The Kansas House passed the largest tax increase in state history on Thursday by a final vote of 76-48, and also initially passed via voice vote borrowing against long-term investments after placing them back with the Pooled Money Investment Board to fill in a $320 million budget hole. In addition, the House passed the recission bill on a voice vote as well.
Representative Trevor Jacobs of Fort Scott voted against the tax increase. “The state promised incentives for growth,” he said. “Now that the citizens have invested in our communities, they are being subjected to retroactive penalties and higher taxes by the state. How can the state ask for prosperity when it cuts the vital roots of growth?”
Jacobs then quoted former President Ronald Reagan, “The problem is not the people are taxed too little. The problem is government spends too much.”
Republican House Majority Leader Don Hineman voted for the tax increase.
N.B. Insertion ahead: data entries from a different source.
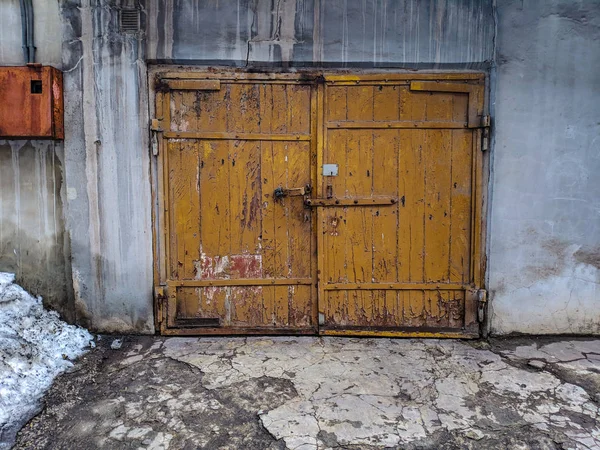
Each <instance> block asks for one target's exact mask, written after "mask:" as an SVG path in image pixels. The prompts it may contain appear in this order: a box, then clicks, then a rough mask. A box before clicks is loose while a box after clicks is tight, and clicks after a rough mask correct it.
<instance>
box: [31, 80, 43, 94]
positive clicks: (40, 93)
mask: <svg viewBox="0 0 600 450" xmlns="http://www.w3.org/2000/svg"><path fill="white" fill-rule="evenodd" d="M31 93H32V94H41V93H42V80H31Z"/></svg>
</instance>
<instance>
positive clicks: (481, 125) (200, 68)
mask: <svg viewBox="0 0 600 450" xmlns="http://www.w3.org/2000/svg"><path fill="white" fill-rule="evenodd" d="M163 78H172V79H181V80H190V81H191V80H207V81H208V80H212V81H218V80H229V81H240V82H243V81H265V82H270V83H277V82H282V81H283V82H286V83H293V82H294V81H296V82H298V84H300V83H302V84H307V83H310V82H313V83H314V87H313V90H314V94H315V95H314V96H313V95H311V105H310V108H311V111H310V117H311V135H312V136H313V138H312V139H311V146H310V147H311V159H312V160H313V161H315V160H316V164H314V165H313V167H311V179H312V180H313V181H314V184H313V196H314V197H317V198H323V197H324V194H325V193H324V192H322V191H323V175H322V172H321V171H320V170H318V168H320V167H321V166H322V165H323V157H324V148H325V146H326V145H327V143H326V132H325V127H326V124H325V119H324V114H325V110H326V109H325V108H326V99H325V89H326V88H325V86H326V83H336V84H338V85H344V84H345V85H353V84H357V83H360V82H361V81H370V82H377V83H386V82H396V83H397V82H398V81H406V82H408V83H410V84H411V90H425V91H428V90H434V91H435V90H436V86H437V87H438V89H437V90H438V91H444V92H448V90H447V89H451V91H454V90H453V89H457V90H456V91H454V92H463V93H464V92H467V93H469V97H470V98H469V126H468V127H469V128H475V130H474V139H473V145H474V149H473V150H474V151H473V179H472V187H473V191H472V192H473V208H472V227H471V233H472V243H473V244H472V249H471V258H472V260H471V271H472V279H473V280H474V283H473V284H474V286H473V292H472V293H471V295H475V296H478V299H477V300H476V301H474V303H475V304H477V308H475V309H473V308H471V310H468V311H467V310H465V320H469V321H472V322H477V318H478V315H479V316H481V314H482V311H483V312H485V307H486V306H487V305H486V303H485V301H486V298H485V291H483V288H485V273H486V257H485V251H484V249H485V248H486V233H487V215H483V214H484V212H486V211H487V185H488V178H489V157H488V153H489V152H485V151H482V142H486V140H487V136H488V130H489V129H488V127H489V116H487V115H485V114H484V113H485V111H486V110H485V109H484V108H485V107H487V105H486V103H487V102H485V101H484V97H485V93H486V91H485V86H486V83H485V81H486V74H485V73H483V72H460V73H448V72H438V73H436V72H426V73H420V72H410V73H408V72H407V73H399V72H385V71H369V72H365V73H361V72H360V71H342V70H339V71H324V70H307V71H298V72H294V73H272V72H271V73H253V72H248V71H245V70H241V69H231V68H223V69H218V70H215V69H211V68H200V67H190V68H185V69H181V68H179V67H177V68H175V67H171V66H166V67H165V66H156V67H151V68H150V69H149V70H148V87H149V102H148V105H149V112H150V117H151V118H153V120H152V121H151V130H152V136H151V139H150V147H151V148H150V152H151V158H150V159H151V166H150V168H151V173H150V177H151V188H152V233H153V255H154V264H153V271H154V312H155V326H156V329H157V331H158V332H160V333H161V334H163V335H180V336H183V335H232V334H234V335H240V334H248V335H250V334H259V335H272V334H284V335H285V334H288V335H289V334H291V335H300V334H319V335H343V336H387V337H421V338H426V337H434V338H440V337H445V338H477V337H479V335H480V330H479V326H478V327H477V329H475V328H473V327H472V328H471V329H469V330H466V329H463V330H462V331H460V332H445V331H429V330H427V331H425V330H423V331H419V329H415V330H331V329H329V330H324V329H322V328H320V327H319V325H318V324H319V310H318V308H319V300H320V299H323V298H324V294H325V286H324V283H322V282H321V279H320V277H321V274H322V268H323V264H324V261H323V257H324V239H323V236H322V233H321V224H322V222H323V218H324V208H323V207H317V208H316V209H317V211H316V214H313V215H312V221H313V224H312V230H313V236H311V239H315V240H316V247H314V248H315V250H314V252H313V255H311V258H313V259H314V260H315V262H316V264H312V267H313V268H312V271H311V272H312V277H313V283H312V285H311V286H312V289H311V290H312V292H313V295H314V298H315V301H314V302H313V317H312V319H313V323H314V327H313V328H311V329H308V330H304V329H302V330H295V329H277V330H275V329H273V330H269V329H267V328H258V329H257V328H251V329H247V328H219V329H216V330H206V329H197V328H173V327H170V326H169V322H171V321H170V320H169V318H168V310H172V309H173V308H174V306H175V301H176V297H175V295H174V291H175V290H174V289H170V290H169V289H168V287H169V286H168V283H167V274H166V272H167V271H166V267H167V263H168V246H167V242H168V233H169V230H168V224H167V223H165V217H164V213H163V211H166V210H167V209H168V205H167V199H166V198H165V193H164V192H163V187H164V186H166V185H167V184H165V183H166V177H167V175H168V172H167V170H166V161H165V160H166V152H165V148H164V140H165V139H166V138H165V137H164V136H163V130H162V129H161V127H160V125H159V124H158V122H157V120H156V119H161V120H163V121H164V122H166V123H170V117H169V115H170V109H169V108H168V107H167V108H165V107H164V104H163V100H164V93H165V92H168V89H169V88H168V86H167V85H166V84H164V83H162V82H161V80H162V79H163ZM464 80H479V84H477V85H473V84H469V85H467V84H465V85H462V86H461V85H460V84H459V83H456V82H459V81H464ZM440 81H448V82H452V81H454V83H452V84H451V85H450V84H449V83H441V84H440ZM452 86H457V87H456V88H453V87H452ZM478 105H479V106H478ZM484 145H485V144H484ZM486 147H487V146H486ZM485 149H486V150H487V148H485ZM171 285H173V283H171ZM479 288H481V290H479ZM482 292H483V295H482ZM482 297H483V298H482ZM465 302H466V301H465ZM479 319H480V320H479V322H483V320H481V319H482V317H479ZM171 323H172V322H171Z"/></svg>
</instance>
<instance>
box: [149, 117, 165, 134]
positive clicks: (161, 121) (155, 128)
mask: <svg viewBox="0 0 600 450" xmlns="http://www.w3.org/2000/svg"><path fill="white" fill-rule="evenodd" d="M150 130H152V131H164V130H163V126H162V120H160V119H152V121H151V122H150Z"/></svg>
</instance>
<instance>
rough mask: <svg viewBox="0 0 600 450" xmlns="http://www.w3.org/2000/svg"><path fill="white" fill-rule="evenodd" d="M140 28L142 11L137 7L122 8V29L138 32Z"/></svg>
mask: <svg viewBox="0 0 600 450" xmlns="http://www.w3.org/2000/svg"><path fill="white" fill-rule="evenodd" d="M139 30H140V12H139V11H138V10H137V9H122V10H121V31H122V32H124V33H137V32H138V31H139Z"/></svg>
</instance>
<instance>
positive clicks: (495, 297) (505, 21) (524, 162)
mask: <svg viewBox="0 0 600 450" xmlns="http://www.w3.org/2000/svg"><path fill="white" fill-rule="evenodd" d="M497 12H498V37H497V45H498V48H497V52H498V53H497V89H496V91H495V136H496V137H495V140H496V142H495V151H494V174H493V180H494V182H493V190H492V192H493V198H492V213H491V218H490V222H491V231H490V236H491V247H490V253H489V272H490V280H489V288H490V290H491V293H492V303H491V305H492V307H493V316H492V331H493V332H495V333H498V334H502V333H510V332H522V333H600V285H599V283H600V177H599V176H598V174H599V173H600V76H599V75H598V74H599V73H600V3H598V2H597V1H593V0H587V1H586V0H584V1H572V0H548V1H544V2H540V1H530V0H525V1H522V0H518V1H508V0H502V1H499V2H498V11H497Z"/></svg>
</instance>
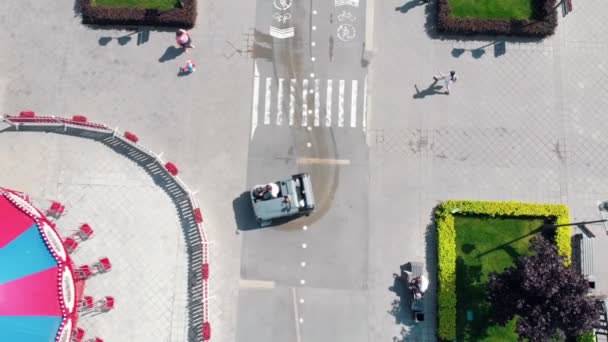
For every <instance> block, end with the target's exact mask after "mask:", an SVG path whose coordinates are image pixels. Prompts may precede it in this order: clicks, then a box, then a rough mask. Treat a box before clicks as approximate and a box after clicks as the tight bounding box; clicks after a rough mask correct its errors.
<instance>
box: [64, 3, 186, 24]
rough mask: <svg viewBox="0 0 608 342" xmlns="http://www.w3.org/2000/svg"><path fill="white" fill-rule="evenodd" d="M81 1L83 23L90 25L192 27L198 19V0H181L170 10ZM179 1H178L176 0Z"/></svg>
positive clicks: (82, 20) (80, 4)
mask: <svg viewBox="0 0 608 342" xmlns="http://www.w3.org/2000/svg"><path fill="white" fill-rule="evenodd" d="M76 1H80V7H81V10H82V23H83V24H88V25H136V26H169V27H179V28H192V27H193V26H194V23H195V21H196V2H197V1H196V0H181V2H180V3H181V5H180V6H177V7H176V8H173V9H169V10H159V9H154V8H117V7H104V6H96V5H95V4H94V0H76ZM176 3H177V1H176Z"/></svg>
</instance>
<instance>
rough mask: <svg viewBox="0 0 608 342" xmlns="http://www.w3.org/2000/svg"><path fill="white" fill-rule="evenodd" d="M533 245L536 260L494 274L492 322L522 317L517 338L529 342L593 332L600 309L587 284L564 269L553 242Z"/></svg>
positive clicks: (504, 323) (569, 271)
mask: <svg viewBox="0 0 608 342" xmlns="http://www.w3.org/2000/svg"><path fill="white" fill-rule="evenodd" d="M531 246H532V250H533V251H534V252H535V254H534V255H531V256H526V257H522V258H519V259H518V260H517V261H516V263H515V266H514V267H511V268H508V269H506V270H505V271H504V272H502V273H499V274H497V273H492V274H490V278H489V283H488V301H489V302H490V303H491V304H492V315H493V316H492V319H493V320H494V321H496V322H497V323H499V324H505V323H507V322H508V321H510V320H511V319H512V318H513V317H515V316H518V320H517V333H518V334H519V336H520V338H524V337H525V338H527V339H528V340H529V341H531V342H535V341H547V340H549V339H550V338H552V337H556V336H561V337H575V336H577V335H580V334H582V333H585V332H587V331H590V330H591V329H592V328H593V326H594V324H595V323H597V321H598V319H599V317H600V316H599V315H600V308H599V306H598V305H597V304H596V302H595V300H594V298H593V297H590V296H587V292H588V291H589V284H588V282H587V280H586V279H585V278H584V276H583V275H581V274H580V273H578V272H576V270H575V269H574V268H573V267H567V266H564V259H563V258H562V257H561V256H559V255H558V252H557V247H556V246H555V245H554V244H553V243H551V241H549V240H547V239H546V238H544V237H542V236H540V235H539V236H537V237H535V238H534V239H532V240H531Z"/></svg>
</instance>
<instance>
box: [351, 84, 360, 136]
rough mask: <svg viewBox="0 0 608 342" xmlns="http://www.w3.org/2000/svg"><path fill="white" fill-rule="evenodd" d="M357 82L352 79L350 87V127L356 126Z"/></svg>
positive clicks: (356, 111)
mask: <svg viewBox="0 0 608 342" xmlns="http://www.w3.org/2000/svg"><path fill="white" fill-rule="evenodd" d="M358 85H359V82H358V81H357V80H353V81H352V82H351V86H352V89H351V91H350V127H357V90H358V89H357V86H358Z"/></svg>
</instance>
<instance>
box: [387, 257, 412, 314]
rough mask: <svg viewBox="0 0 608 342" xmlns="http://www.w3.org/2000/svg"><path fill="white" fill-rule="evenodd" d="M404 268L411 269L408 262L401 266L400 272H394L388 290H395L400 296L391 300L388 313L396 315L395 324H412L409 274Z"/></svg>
mask: <svg viewBox="0 0 608 342" xmlns="http://www.w3.org/2000/svg"><path fill="white" fill-rule="evenodd" d="M404 270H409V268H408V264H404V265H401V266H400V272H399V274H397V273H393V284H392V286H390V287H389V288H388V290H389V291H391V292H394V293H395V295H397V297H398V298H397V299H394V300H393V301H392V302H391V309H390V310H389V311H388V313H389V314H391V315H392V316H394V317H395V324H403V325H411V324H412V320H411V318H410V316H411V315H410V306H411V300H410V291H409V289H408V285H407V276H406V275H405V273H404V272H403V271H404Z"/></svg>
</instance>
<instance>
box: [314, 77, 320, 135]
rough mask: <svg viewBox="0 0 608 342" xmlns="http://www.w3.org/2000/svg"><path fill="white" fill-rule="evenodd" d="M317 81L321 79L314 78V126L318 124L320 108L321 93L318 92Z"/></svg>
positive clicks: (317, 84)
mask: <svg viewBox="0 0 608 342" xmlns="http://www.w3.org/2000/svg"><path fill="white" fill-rule="evenodd" d="M319 83H321V81H320V80H319V79H316V80H315V122H314V125H315V127H318V126H319V115H320V109H321V93H319Z"/></svg>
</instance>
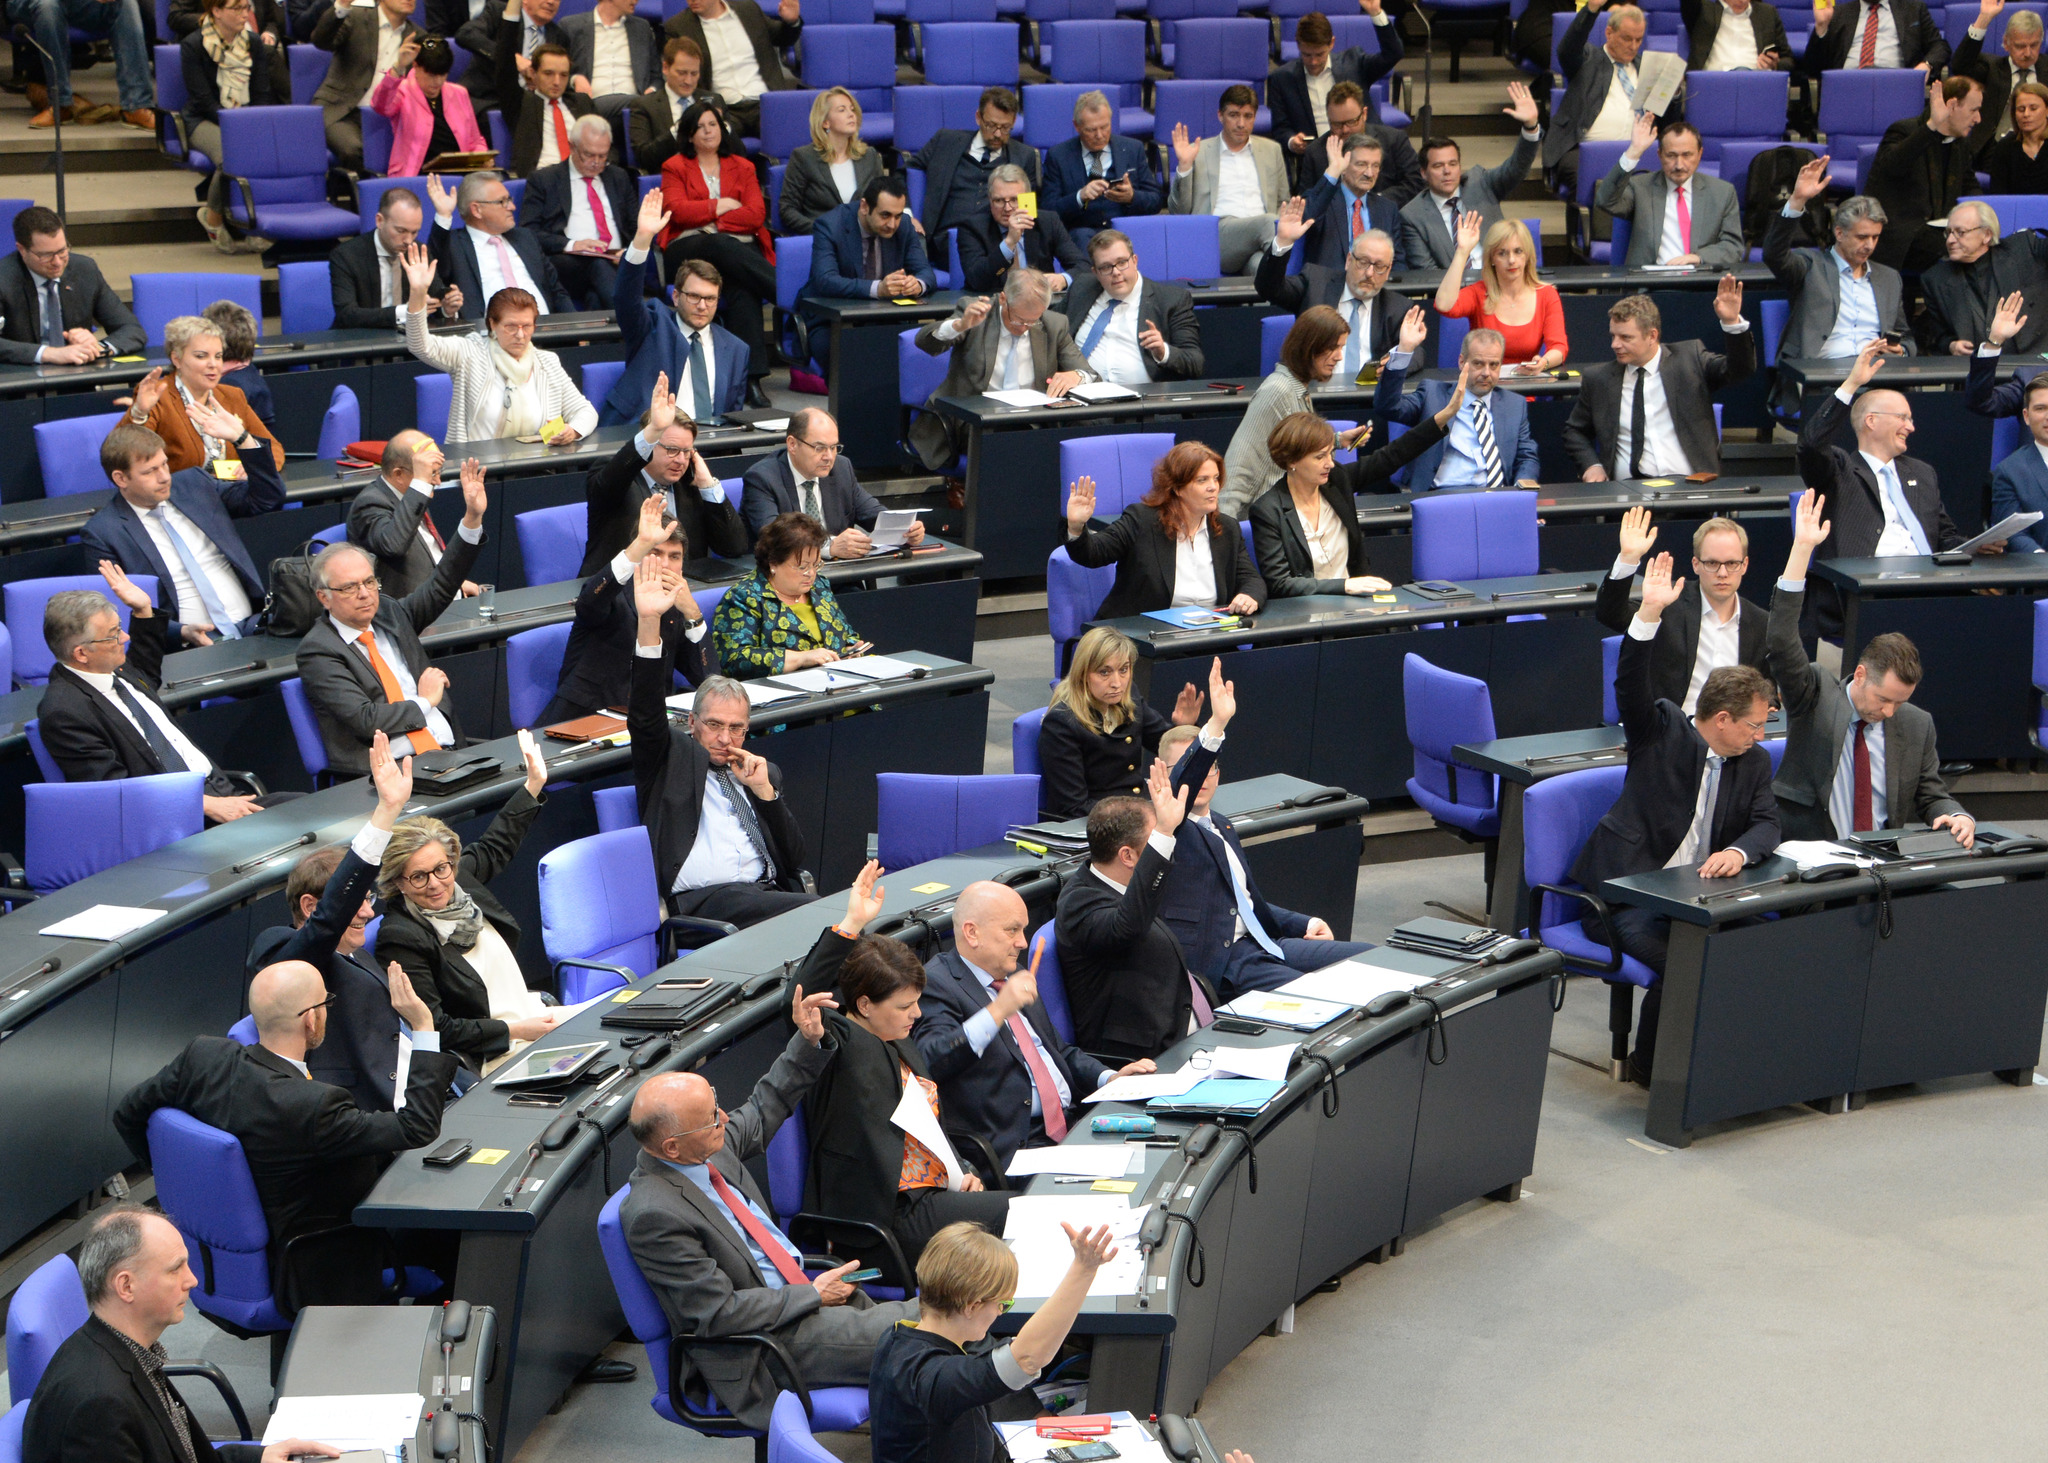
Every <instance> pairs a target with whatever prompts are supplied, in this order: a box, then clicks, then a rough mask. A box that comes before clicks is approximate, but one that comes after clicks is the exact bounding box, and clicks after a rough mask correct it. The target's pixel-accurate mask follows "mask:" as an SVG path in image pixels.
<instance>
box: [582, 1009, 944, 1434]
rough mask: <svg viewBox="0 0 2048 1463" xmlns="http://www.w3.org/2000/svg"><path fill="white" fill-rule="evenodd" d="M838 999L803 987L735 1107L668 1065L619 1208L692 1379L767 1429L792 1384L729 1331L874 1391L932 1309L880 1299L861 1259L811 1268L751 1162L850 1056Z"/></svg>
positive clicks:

“Since the day the tax cut was first proposed and adopted in 2012, I have been convinced that the plan went too far, too fast,” said Hineman. “It created an inequitable tax system and destabilized state revenues. As elected officials, we have an obligation to spend the people’s tax money wisely and reduce taxes when possible, but we are also obligated to responsibly fund government and to provide those services that the people of Kansas need and expect.”
Though the margin was strong, it was not-veto proof, as that would have taken 84 votes in the House.
The Kansas Senate will debate the measure before they go home for the weekend.
Senate President Susan Wagle told the Lawrence Journal-World, “That bill has momentum.”
Governor Sam Brownback has said that he will not sign the measure. Governors can let bills become law without their signature.